Great strengths of this book lie in the tales describing how it all began. The best is the story of Jimmy Darcy, badly injured in a cattle stampede in the Kimberley and taken to Hall’s Creek where there was perhaps hope but no doctor. The year was 1917.

Hope rested with Fred Tuckett, the Halls Creek Postmaster, who was qualified in First Aid courtesy of St John’s Ambulance in Perth. His tutor had been a Dr Holland, whom Tuckett telegraphed for advice on what to do. After answering Holland’s questions, Tuckett was staggered by the response.

‘All the evidence makes me believe he has a ruptured bladder. You must operate immediately. I will send step by step instructions.’ Tuckett sank to his knees, his face wrapped in a look of sheer agony. He reluctantly rose so he could send a message back to Holland. ‘I am only a first-aid man and have never done an operation in my life. I will kill him.’
‘If you don’t operate he will die. This way you give him a chance,’ Holland pleaded. ‘I have no scalpel.’ ‘Use a pen knife.’ ‘The patient will have to stay awake.’ ‘May God help me?’. ‘He will.’

The whole country followed Jimmy Darcy’s agonising struggle, courtesy of repeater stations and newspaper bulletins. The need for a flying doctor service was beyond argument.
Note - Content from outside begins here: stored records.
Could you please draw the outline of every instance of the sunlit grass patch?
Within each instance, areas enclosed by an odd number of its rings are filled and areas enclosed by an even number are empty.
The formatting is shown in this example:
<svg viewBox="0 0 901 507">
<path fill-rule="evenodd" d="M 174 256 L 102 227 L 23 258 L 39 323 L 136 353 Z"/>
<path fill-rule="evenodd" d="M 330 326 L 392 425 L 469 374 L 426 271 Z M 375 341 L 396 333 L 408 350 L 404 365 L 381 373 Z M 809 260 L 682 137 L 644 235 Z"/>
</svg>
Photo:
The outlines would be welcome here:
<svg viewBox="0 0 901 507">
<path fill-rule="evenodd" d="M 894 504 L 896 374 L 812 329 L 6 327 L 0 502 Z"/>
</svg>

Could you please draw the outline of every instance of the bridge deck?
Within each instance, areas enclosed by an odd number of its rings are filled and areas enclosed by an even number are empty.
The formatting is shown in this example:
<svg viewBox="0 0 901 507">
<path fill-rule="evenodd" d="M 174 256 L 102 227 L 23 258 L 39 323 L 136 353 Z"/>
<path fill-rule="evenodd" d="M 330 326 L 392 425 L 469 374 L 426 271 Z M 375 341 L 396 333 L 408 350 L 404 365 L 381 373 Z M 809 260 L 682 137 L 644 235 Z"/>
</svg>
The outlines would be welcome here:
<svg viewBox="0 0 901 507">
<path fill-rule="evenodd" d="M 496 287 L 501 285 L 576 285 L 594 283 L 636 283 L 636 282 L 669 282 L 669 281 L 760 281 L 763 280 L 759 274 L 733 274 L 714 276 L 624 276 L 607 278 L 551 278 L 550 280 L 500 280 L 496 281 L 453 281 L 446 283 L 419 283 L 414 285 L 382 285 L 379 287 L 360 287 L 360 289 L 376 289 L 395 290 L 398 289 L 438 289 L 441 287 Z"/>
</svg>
And Reverend Flynn knew how this might be achieved, for a young lieutenant in the Australian Flying Corps, Clifford Peel, en route to Europe during the Great War, had written to him, outlining how it could be done. Tragically, Peel was killed in action, but he left a bequest for the service and he was an inspiration to Flynn.

So too was Mrs Jeannie Gunn, author of We of the Never Never, who drew Flynn’s attention to the problem of isolation in the outback. Again, couple Flynn’s drive with Alfred Traeger’s insatiable curiosity and inventiveness with radio, and the ‘community of the air’ was born.

At times, it is difficult to discern where Flynn ends and Compton begins, so closely aligned are the famous Reverend and the Presbyterian Elder. At times, too, the dialogue is a little stilted, while nonetheless conveying meaning.
Nonetheless this is a very good book, reminding every Australian of just how tough life in the Outback was, and still can be, and of the need for a voice for those Australians far from urban comforts.

One of Flynn’s critics, Charles Duguid, consistently argued that Flynn’s Mission had neglected indigenous Australians but the evidence strongly suggests otherwise. Flynn was no saint and Compton does not suggest so. But he was justly deserving of Ion Idriess’s famous description; Flynn of the Inland.